Health care isn’t the problem
Forgive me if my examples come from Minnesota – it’s the place I know the best.
In a country with the Mayo Clinic, great public hospitals that can handle everything from traumas to diabetes such as the Hennepin County Medical Center, top-flight academic facilites such as the University of Minnesota Medical School training doctors, and innovative clinics such as the
Twin Cities Spine Center, where practitioners work tirelessly to deliver the best possible service to every patient that comes through their doors, our problem isn’t health care.
As Minnesota’s largest safety net hospital, Hennepin County Medical Center (HCMC), is a nationally recognized level 1 trauma center, a statewide resource, but they’re facing layoffs and budget cuts. HCMC lost $7 million in state funding last year due to a reduction in rates of payment for care and rebasing delays approved during the 2008 legislative session.
Minnesota Governor Tim Pawlenty’s “unallotment” in December resulted in the loss of another $12 million in state funding. The result: elimination of 75 to 100 full-time equivalent positions by the end of June and the decision that all managers, administrators, and supervisors must take two days off without pay in 2009. The problem isn’t health care, it’s finding leadership willing to address the outrageously high costs when so much of the money goes to non-medical expenses.

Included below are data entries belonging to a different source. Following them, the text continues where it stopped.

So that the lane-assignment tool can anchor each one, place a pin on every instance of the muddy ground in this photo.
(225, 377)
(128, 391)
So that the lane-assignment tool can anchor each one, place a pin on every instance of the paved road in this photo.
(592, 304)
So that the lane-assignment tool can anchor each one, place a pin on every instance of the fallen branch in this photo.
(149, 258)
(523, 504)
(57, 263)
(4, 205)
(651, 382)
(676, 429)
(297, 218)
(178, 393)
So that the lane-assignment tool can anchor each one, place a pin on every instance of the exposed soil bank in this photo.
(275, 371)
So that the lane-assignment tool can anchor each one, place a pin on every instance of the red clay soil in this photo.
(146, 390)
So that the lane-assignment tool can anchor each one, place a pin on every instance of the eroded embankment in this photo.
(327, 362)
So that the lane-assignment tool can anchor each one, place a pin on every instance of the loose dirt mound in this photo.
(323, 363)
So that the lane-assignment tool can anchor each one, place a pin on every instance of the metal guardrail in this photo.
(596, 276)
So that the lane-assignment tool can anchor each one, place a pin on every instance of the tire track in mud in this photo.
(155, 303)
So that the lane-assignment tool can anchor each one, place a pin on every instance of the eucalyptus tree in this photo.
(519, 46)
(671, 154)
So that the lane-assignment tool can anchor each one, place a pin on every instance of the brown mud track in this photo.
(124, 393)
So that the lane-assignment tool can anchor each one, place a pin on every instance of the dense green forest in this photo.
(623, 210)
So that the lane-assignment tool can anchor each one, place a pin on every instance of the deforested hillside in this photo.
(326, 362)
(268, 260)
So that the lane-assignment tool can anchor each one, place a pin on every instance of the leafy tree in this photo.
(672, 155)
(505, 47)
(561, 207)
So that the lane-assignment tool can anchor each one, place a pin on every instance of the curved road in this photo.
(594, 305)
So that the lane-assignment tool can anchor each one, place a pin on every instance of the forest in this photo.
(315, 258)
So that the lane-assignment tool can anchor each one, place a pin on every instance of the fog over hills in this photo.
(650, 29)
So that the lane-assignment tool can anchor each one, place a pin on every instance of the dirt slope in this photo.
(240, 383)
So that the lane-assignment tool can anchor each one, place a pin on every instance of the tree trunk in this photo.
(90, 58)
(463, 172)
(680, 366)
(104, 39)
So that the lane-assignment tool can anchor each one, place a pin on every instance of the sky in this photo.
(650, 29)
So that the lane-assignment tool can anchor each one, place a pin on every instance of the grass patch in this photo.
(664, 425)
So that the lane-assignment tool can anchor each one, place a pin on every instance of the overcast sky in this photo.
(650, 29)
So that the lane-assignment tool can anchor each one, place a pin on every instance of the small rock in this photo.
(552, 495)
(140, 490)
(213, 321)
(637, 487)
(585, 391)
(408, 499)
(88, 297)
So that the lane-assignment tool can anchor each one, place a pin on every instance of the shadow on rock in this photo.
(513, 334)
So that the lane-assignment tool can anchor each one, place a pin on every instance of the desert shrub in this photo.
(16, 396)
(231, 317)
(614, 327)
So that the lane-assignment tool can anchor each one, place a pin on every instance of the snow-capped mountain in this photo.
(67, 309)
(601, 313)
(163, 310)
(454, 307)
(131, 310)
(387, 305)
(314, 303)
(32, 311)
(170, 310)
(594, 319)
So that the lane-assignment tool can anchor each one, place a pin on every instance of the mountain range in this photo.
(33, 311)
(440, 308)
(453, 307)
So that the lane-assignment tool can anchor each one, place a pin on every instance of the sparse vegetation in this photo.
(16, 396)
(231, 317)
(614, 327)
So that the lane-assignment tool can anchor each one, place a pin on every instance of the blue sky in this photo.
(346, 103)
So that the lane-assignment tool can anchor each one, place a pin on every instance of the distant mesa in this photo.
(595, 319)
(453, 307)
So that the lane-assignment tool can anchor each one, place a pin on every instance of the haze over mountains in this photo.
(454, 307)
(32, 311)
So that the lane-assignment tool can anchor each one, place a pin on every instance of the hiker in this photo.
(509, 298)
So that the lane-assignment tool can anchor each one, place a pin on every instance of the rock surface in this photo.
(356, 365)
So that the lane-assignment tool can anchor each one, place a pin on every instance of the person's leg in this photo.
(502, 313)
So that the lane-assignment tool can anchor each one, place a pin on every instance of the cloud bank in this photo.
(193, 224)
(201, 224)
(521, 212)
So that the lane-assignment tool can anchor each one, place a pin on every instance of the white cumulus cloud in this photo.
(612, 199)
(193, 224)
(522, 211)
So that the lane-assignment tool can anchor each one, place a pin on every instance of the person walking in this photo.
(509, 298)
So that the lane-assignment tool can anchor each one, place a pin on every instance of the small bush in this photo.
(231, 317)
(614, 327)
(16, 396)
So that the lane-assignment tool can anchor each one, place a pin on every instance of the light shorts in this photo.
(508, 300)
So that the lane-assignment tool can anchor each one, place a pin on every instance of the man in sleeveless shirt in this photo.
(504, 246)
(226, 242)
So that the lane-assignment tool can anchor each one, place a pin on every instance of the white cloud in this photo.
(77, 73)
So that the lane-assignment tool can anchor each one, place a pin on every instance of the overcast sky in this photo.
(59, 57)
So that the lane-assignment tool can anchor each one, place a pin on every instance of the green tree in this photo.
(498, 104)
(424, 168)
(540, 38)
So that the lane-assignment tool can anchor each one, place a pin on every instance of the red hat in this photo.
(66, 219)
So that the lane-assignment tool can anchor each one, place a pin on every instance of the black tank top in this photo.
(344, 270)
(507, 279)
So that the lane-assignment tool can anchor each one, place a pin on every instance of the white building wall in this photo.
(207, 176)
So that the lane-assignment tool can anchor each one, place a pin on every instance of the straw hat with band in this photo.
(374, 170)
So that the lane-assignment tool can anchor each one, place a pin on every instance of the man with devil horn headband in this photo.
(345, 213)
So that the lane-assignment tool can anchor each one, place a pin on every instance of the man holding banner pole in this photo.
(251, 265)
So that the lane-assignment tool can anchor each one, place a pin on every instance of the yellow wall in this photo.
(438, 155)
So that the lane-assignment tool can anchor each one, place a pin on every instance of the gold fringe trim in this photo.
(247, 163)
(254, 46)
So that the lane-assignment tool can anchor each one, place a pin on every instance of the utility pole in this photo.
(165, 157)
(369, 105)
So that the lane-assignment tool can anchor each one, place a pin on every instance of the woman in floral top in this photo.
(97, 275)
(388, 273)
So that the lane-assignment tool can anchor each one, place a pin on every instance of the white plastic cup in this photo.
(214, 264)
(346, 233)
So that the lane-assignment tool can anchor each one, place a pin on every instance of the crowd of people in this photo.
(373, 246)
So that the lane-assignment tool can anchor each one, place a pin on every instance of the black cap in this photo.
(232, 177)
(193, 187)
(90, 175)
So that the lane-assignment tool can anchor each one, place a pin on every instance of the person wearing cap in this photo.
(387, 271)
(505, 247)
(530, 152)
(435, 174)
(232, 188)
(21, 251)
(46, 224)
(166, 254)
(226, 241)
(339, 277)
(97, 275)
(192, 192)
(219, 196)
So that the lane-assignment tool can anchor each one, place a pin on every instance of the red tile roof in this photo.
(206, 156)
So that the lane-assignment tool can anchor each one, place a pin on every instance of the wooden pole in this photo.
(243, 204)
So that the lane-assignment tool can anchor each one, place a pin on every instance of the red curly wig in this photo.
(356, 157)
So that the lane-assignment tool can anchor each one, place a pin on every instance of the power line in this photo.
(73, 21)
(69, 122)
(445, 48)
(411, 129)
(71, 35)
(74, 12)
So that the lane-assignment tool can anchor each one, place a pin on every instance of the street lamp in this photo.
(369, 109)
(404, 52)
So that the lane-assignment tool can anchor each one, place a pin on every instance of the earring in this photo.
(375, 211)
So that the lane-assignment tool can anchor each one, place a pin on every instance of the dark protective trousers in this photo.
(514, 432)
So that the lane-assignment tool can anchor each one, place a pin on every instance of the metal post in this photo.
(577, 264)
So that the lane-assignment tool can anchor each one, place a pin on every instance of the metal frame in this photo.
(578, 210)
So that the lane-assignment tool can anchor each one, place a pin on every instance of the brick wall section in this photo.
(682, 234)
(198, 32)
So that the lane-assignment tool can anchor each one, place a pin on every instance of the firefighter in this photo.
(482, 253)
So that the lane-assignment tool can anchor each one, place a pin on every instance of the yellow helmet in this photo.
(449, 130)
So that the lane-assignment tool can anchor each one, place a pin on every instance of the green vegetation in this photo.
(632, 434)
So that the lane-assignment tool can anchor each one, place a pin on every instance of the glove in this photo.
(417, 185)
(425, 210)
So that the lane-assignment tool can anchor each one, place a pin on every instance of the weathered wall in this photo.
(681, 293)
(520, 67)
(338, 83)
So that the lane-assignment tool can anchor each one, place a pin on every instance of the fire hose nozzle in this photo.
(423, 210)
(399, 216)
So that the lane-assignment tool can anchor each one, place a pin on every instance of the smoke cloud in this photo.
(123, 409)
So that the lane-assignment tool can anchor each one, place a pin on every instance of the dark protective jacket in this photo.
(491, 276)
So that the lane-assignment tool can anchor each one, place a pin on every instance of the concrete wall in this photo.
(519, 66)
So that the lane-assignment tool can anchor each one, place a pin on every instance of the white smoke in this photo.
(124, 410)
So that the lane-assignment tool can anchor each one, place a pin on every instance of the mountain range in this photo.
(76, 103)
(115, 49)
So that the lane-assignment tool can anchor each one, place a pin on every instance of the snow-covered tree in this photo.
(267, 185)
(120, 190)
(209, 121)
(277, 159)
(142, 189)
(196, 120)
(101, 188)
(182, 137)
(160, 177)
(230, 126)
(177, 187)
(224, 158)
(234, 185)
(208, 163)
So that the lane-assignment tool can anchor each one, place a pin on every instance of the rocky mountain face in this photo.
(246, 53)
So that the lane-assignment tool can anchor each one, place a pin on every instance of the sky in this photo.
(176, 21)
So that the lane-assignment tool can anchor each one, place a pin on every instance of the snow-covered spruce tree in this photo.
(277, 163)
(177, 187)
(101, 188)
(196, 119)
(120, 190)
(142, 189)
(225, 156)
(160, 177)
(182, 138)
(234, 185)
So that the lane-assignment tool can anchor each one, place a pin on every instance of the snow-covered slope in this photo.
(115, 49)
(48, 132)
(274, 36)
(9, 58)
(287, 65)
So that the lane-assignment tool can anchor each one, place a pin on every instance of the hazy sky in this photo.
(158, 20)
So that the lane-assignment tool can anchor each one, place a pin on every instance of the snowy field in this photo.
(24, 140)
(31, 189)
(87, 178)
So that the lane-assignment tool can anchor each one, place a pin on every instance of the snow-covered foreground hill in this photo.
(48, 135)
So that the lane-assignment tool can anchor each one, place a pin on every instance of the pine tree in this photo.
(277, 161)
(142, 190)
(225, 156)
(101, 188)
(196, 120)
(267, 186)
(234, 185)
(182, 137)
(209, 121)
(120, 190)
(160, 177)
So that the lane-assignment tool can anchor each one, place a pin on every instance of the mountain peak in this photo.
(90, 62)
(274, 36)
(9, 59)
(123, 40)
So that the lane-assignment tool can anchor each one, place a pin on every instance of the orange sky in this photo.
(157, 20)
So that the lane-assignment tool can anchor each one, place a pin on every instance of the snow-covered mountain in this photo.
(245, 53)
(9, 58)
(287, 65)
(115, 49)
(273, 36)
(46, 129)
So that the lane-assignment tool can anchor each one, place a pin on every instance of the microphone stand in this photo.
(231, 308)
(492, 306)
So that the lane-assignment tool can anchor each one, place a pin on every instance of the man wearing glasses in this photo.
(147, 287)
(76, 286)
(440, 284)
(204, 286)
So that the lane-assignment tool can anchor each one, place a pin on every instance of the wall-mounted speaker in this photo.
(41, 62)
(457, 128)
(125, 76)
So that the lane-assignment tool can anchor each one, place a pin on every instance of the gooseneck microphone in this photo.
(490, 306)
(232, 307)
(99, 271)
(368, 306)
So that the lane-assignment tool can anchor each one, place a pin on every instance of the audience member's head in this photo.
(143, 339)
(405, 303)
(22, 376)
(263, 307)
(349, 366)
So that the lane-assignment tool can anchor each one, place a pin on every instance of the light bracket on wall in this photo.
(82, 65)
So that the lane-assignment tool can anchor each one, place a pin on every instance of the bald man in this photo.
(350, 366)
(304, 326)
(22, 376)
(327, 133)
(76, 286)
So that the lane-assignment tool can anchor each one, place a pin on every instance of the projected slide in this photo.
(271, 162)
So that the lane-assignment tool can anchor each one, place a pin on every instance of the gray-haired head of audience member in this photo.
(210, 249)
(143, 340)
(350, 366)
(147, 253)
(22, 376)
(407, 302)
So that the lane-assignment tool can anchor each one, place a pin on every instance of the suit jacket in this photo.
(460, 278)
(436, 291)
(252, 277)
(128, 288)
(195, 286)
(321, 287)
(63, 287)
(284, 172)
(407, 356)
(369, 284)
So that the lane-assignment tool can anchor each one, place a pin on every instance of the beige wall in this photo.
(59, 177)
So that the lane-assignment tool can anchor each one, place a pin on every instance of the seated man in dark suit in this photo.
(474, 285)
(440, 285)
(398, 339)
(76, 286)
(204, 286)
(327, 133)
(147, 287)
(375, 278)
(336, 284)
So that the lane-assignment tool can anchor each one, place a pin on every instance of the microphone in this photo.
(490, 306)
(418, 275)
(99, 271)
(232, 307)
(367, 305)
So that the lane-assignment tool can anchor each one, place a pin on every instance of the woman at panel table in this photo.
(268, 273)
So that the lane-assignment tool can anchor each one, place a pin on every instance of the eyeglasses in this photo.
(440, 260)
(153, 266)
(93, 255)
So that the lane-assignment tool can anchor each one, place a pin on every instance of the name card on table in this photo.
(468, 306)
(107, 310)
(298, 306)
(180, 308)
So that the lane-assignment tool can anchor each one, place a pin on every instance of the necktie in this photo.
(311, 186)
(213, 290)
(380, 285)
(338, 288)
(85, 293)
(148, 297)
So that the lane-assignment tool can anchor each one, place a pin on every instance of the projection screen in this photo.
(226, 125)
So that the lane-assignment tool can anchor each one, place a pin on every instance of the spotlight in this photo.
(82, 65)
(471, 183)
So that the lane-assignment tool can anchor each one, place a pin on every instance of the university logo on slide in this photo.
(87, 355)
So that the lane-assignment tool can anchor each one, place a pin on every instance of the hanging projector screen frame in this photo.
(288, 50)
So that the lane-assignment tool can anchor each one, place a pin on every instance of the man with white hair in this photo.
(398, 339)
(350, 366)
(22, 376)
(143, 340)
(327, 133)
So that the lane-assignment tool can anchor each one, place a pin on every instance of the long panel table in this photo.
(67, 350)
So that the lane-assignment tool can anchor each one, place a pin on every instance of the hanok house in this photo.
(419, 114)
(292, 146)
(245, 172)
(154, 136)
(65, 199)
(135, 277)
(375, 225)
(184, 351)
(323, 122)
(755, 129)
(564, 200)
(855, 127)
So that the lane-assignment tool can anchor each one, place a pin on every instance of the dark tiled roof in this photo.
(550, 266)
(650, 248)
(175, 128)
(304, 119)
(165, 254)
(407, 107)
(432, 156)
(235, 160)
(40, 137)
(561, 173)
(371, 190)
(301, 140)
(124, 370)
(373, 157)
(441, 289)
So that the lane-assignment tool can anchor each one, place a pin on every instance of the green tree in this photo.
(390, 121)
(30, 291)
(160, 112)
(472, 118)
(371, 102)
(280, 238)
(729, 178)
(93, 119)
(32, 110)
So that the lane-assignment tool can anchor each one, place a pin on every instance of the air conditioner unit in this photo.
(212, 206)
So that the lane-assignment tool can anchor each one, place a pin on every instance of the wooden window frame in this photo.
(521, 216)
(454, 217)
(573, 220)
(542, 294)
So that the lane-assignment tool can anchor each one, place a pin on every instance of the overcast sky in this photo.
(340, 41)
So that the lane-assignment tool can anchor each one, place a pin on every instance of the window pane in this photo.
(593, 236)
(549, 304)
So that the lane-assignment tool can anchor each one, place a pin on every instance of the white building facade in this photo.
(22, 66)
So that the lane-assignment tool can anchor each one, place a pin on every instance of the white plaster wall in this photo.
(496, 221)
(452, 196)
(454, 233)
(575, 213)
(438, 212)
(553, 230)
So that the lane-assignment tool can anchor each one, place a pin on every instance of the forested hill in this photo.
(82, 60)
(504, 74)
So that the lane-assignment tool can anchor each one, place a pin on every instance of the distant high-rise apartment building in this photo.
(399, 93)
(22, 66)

Our challenge is insuring that everybody in this country has access to quality health care, including the physicians of their choice, when they need it at a price they can afford. Our health insurance industry is broken. It’s unsustainable for businesses to pay for spiraling costs that have increased at triple the rate of inflation for 30 years, and if businesses can’t afford it neither can private individuals.
Presently, 31% of health care premiums end up paying for administrative overhead – costs include advertising, exorbitant CEO salaries, and expensive lobbyists working to insure Congress leaves the insurance industry profits alone.
You may argue that a public insurance system competes with private
industry to their detriment – but I think it’s very telling that CEOs earning tens of millions of dollars per year fear competition. Isn’t competition what our free market is all about?
Competition is supposed to bring prices down, that’s precisely the reason capitalism works. Part of the problem is there’s no real competition going on when you don’t have real choices obtaining health care, and changing jobs may bankrupt you because your new coverage won’t deal with a “pre-existing condition.” A lot of the cost-control problem is there’s presently no incentive for
big insurance companies to manage the costs of health care, only their costs of operation – which they do by insuring the healthiest, and denying and/or changing coverage whimsically when bureaucrats decide to countermand decisions made by highly trained medical professionals.
“…what we’ve seen is that the private healthcare insurers do not know how to deliver an efficient way.”
World Bank Chief Economist, Joseph Stiglitz
Access to quality, affordable health insurance regardless of pre-existing conditions is a must in the 21st century. Industry has worked only for their own profit, exactly what any private business is supposed to do. It’s time for our leaders to step in and set up a system that shows private industry how to deliver modern treatment with acceptable, reasonable overhead margins – even if insurers have to compete in a free market fashion to do so.
Tell your elected representatives in Washington to put our interests in front of special interests.